The random walk challenge

by Charlie Jackson


Posted on March 15, 2019 at 12:00 PM


displaying a graph representing the random walk challenge in data science

In previous tutorials, we have looked at NumPy, Pandas and Maplotlib - in this tutorial we look at combining all these packages to solve the "random walk" challenge.

The random walk challenge

Imagine you have a coin and an infinite staircase in front of you. If you throw a heads, you take two steps up - conversely, if you throw a tails you take one step down. Lastly, you're a bit clumsy so there’s a 7% chance you drop the coin and in that case you must go down 5 steps. You can never go below the bottom step. On what step would you be after 1000 coin tosses?

There are two ways to solve this problem - you could solve mathematically with probability, or alternatively you can simulate the games. In this example, we are going to simulate the game many times over to get a distribution of results which we can plot.

Installs

The three packages we be will using are Pandas, NumPy and Matplotlib which do not come preinstalled with Python. These can be installed using pip.

pip install pandas
pip install NumPy
pip install matplotlib
				

For all the preceding code, you will need to import the respective packages below. You can import with or without conventions although its typically recommended you use conventions so others can understand your code.

>>> import NumPy as np
>>> import pandas as pd
>>>import matplotlib.pyplot as plt
				

Simulating the coin toss and traveling up the stairs

The first thing I have done is set the seed - this means the random numbers are predictable so everyone will get the same results. Then the random walk is initialised as a list, with the first step being zero. We now define how many times we will toss the coin, and use a for loop to simulate the flipping of the coin. Using np.random.randint() we return either 0 or 1 representing heads of tails with equal probability. Finally, we take the previous step and add to the current step (depending upon the result of the coin) and append to the list and plot the list (which represents travelling up the stairs).

>>> np.random.seed(123)
>>> random_walk = [0]
>>> coin_tosses = 1000
>>> for flip in range(coin_tosses):
    coin = np.random.randint(0,2)
    step = random_walk[flip]
    if coin == 1:
        step = step + 2
    else:
        step = max(0, step - 1) # this stops the step from going below 0 on the bottom step

    random_walk.append(step)


>>> plt.plot(random_walk)
>>> plt.show()
				

The graph below shows the results of 1000 coin tosses and progress up the stairs. Its fairly predictable that 1000 coin tosses gets you close to 500 steps.

simulation of random walk with 1000 coin tosses

Play the game 10 times

Following on from the previous code block, we create a range of games, loop through each game and create a list which contains the results of each unique random walk.
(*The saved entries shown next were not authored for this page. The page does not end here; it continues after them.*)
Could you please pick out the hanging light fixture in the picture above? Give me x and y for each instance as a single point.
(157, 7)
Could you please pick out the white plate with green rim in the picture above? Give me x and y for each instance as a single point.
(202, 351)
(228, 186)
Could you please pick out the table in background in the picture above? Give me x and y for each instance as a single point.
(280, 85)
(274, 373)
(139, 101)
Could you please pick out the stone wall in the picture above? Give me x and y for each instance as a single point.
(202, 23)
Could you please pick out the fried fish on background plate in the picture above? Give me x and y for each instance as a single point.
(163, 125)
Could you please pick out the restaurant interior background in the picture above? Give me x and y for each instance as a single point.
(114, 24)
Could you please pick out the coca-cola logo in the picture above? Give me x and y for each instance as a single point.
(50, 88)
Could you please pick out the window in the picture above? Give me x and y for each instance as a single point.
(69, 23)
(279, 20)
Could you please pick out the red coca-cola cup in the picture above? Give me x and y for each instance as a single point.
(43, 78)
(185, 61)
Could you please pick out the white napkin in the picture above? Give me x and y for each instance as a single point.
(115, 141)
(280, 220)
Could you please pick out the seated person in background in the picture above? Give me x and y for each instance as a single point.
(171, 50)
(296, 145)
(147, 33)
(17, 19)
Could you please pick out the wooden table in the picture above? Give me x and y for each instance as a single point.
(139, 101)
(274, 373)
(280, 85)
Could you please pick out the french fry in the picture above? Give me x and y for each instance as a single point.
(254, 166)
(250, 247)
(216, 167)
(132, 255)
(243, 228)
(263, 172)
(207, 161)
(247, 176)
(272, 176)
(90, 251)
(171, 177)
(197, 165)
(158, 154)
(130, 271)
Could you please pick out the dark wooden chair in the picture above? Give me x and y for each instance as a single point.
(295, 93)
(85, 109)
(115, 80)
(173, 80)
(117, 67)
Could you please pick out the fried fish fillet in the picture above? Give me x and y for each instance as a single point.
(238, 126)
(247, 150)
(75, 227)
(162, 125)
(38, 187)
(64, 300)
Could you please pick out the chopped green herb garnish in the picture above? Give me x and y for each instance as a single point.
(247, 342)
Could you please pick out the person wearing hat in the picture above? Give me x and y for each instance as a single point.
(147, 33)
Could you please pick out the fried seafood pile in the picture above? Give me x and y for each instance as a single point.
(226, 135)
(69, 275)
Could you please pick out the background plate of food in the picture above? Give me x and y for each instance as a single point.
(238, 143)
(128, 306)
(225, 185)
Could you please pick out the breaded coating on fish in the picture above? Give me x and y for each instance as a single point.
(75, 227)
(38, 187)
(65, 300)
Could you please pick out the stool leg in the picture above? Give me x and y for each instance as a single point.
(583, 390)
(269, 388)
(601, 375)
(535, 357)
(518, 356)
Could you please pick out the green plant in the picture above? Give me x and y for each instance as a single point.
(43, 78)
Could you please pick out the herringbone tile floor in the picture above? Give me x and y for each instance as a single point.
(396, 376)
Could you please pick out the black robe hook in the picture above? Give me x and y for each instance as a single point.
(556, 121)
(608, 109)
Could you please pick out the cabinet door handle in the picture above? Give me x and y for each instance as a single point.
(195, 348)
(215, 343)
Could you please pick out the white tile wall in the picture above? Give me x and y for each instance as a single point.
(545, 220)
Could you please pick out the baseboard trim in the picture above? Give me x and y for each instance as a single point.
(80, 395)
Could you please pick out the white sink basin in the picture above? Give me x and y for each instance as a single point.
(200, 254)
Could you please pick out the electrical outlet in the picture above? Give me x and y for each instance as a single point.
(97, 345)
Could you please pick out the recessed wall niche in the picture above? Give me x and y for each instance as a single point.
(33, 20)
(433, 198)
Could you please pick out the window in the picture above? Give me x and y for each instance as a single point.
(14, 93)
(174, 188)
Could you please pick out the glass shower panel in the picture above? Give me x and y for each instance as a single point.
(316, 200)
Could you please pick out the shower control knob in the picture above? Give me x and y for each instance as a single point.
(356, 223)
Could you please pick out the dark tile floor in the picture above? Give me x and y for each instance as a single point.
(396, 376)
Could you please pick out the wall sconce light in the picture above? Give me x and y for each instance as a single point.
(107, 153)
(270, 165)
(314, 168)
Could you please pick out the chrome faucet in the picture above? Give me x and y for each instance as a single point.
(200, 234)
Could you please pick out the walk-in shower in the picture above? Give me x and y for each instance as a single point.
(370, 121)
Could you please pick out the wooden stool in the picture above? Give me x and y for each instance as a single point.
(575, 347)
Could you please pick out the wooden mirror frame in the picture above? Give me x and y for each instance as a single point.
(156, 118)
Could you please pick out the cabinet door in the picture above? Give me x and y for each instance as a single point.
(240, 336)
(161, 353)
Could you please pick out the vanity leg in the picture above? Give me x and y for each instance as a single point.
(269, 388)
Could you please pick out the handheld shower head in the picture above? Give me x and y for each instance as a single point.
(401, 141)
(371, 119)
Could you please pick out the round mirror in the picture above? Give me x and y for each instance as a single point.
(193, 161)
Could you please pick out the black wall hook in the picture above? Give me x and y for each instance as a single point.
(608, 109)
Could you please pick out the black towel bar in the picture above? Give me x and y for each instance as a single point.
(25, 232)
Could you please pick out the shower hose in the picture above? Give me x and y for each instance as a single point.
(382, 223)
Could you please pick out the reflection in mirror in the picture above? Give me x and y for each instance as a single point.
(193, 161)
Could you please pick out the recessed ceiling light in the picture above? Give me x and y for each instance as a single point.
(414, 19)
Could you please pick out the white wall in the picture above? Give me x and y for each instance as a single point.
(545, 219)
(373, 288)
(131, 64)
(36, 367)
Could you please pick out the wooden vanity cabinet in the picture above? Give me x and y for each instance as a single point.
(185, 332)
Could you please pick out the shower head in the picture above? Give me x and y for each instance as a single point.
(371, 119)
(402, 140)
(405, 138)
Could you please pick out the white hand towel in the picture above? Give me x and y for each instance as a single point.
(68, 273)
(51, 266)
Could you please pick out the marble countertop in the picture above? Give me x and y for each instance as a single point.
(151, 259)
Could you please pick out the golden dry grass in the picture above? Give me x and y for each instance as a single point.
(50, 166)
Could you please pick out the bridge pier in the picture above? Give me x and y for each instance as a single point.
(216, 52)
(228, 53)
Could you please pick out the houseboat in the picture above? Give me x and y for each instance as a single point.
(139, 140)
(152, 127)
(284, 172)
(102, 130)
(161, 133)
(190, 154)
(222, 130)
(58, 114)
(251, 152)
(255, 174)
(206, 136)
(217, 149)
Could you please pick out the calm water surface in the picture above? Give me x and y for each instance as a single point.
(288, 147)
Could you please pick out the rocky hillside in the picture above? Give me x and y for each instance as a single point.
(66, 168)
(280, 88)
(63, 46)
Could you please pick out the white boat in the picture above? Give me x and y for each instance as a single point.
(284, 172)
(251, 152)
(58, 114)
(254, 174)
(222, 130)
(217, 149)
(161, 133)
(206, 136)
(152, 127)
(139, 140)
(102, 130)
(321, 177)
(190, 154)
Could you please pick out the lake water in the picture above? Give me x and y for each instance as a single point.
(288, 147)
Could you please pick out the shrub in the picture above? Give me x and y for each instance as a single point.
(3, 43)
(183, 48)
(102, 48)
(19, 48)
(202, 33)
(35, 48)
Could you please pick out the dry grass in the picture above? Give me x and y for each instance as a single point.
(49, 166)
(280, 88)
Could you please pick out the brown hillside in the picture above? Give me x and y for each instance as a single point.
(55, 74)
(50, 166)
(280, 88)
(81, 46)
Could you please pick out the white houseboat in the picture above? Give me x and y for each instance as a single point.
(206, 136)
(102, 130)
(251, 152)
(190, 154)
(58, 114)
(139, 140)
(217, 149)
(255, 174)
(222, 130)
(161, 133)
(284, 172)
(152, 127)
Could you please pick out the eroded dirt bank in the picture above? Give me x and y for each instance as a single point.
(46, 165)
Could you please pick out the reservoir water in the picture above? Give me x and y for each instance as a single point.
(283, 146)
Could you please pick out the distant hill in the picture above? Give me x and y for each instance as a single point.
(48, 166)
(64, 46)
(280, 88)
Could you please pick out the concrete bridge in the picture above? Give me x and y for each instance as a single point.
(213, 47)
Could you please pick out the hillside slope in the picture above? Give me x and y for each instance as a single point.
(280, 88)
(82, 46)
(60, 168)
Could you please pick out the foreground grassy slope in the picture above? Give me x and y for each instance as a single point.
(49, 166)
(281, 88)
We then convert this into a NumPy array, transpose the data (otherwise the graph is hard to interpret) and plot and show the graph.

>>> coin_tosses = 1000
>>> no_of_games = 10
>>> all_walks = []
>>> for game in range(no_of_games):
    # create a list for steps
    random_walk = [0]
    for flip in range(coin_tosses):
        coin = np.random.randint(0,2)
        step = random_walk[flip]
        if coin == 1:
            step = step + 2
        else:
            step = max(0, step - 1) # this stops the step from going below

        random_walk.append(step)
    all_walks.append(random_walk)

>>> np_walks = np.array(all_walks)
>>> np_walks_transpose = np.transpose(np_walks)
>>> plt.plot(np_walks_transpose)
>>> plt.show()
				

The graph below shows the results of 10 games, each line being a unique game. Now you can see we have a bit of a distribution of results, with some players closer to 400 and others closer to 600.

simulating 10 games of the random walk

Factoring clumsiness

Remember, we stated in the game that there is a 7% chance of dropping the coin which means we must go down five steps - we will now factor this in. We simply generate another number between 0-1 and if the number is less than or equal to 7% (0.07) then we take 5 steps down.

>>> coin_tosses = 1000
>>> no_of_games = 10
>>> all_walks = []
>>> for game in range(no_of_games):
    # create a list for steps
    random_walk = [0]
    for flip in range(coin_tosses):
        coin = np.random.randint(0,2)
        step = random_walk[flip]
        if coin == 1:
            step = step + 2
        else:
            step = max(0, step - 1) # this stops the step from going below

        if np.random.rand() <= 0.07:
            step = max(0, step - 5)
        random_walk.append(step)
    all_walks.append(random_walk)


>>> np_walks = np.array(all_walks)
>>> np_walks_transpose = np.transpose(np_walks)
>>> plt.plot(np_walks_transpose)
>>> plt.show()
				

The graph below shows 10 games factoring clumsiness. Note how the distribution is getting larger.

simulating 10 games of the random walk factoring clumsiness

Plotting the distribution

Following on from the previous code - now we have results of 10 games. If we take the final result of each game, we can see what step every player ended up on after 1000 coin tosses. For this final example, we are going to up the simulation to 10,000 players. Note, this can take a bit longer to run especially on old machines. To get the final result of each game we simply slice the NumPy array and plot onto a histogram.

>>> coin_tosses = 1000
>>> no_of_games = 10000
>>> all_walks = []
>>> for game in range(no_of_games):
    # create a list for steps
    random_walk = [0]
    for flip in range(coin_tosses):
        coin = np.random.randint(0,2)
        step = random_walk[flip]
        if coin == 1:
            step = step + 2
        else:
            step = max(0, step - 1) # this stops the step from going below

        if np.random.rand() <= 0.07:
            step = max(0, step - 5)
        random_walk.append(step)
    all_walks.append(random_walk)


>>> np_walks = np.array(all_walks)
>>> np_walks_transpose = np.transpose(np_walks)
>>> ends = np_walks_transpose[-1]
>>> plt.plot(ends)
>>> plt.show()
				

The histogram below shows the distribution of 10,000 players final step (or step height) after 1000 coin tosses using the rules stated.

histogram of 10000 players of random walk

Don't forget using NumPy you can look at simply statistics, like the mean, mode standard deviation etc by calling their respective methods.

>>> ends.max()
218
>>> ends.min()
50
>>> ends.mean()
158.5
>>> ends.std()
44.815733844265004
				

Code takeaway

This code can be added to a python file (.py) and run in the terminal.

import NumPy as np
import pandas as pd
import matplotlib.pyplot as plt
np.random.seed(123) # this means we get the same results everytime

# number of coin tosses
coin_tosses = 1000
no_of_games = 10000

all_walks = []
for game in range(no_of_games):
    # create a list for steps
    random_walk = [0]
    for flip in range(coin_tosses):
        coin = np.random.randint(0,2)
        step = random_walk[flip]
        if coin == 1:
            step = step + 2
        else:
            step = max(0, step - 1) # this stops the step from going below

        if np.random.rand() <= 0.07:
            step = max(0, step - 5)

        random_walk.append(step)
    all_walks.append(random_walk)

np_walks = np.array(all_walks)
np_walks_transpose = np.transpose(np_walks)
ends = np_walks_transpose[-1]

plt.hist(ends)
plt.show()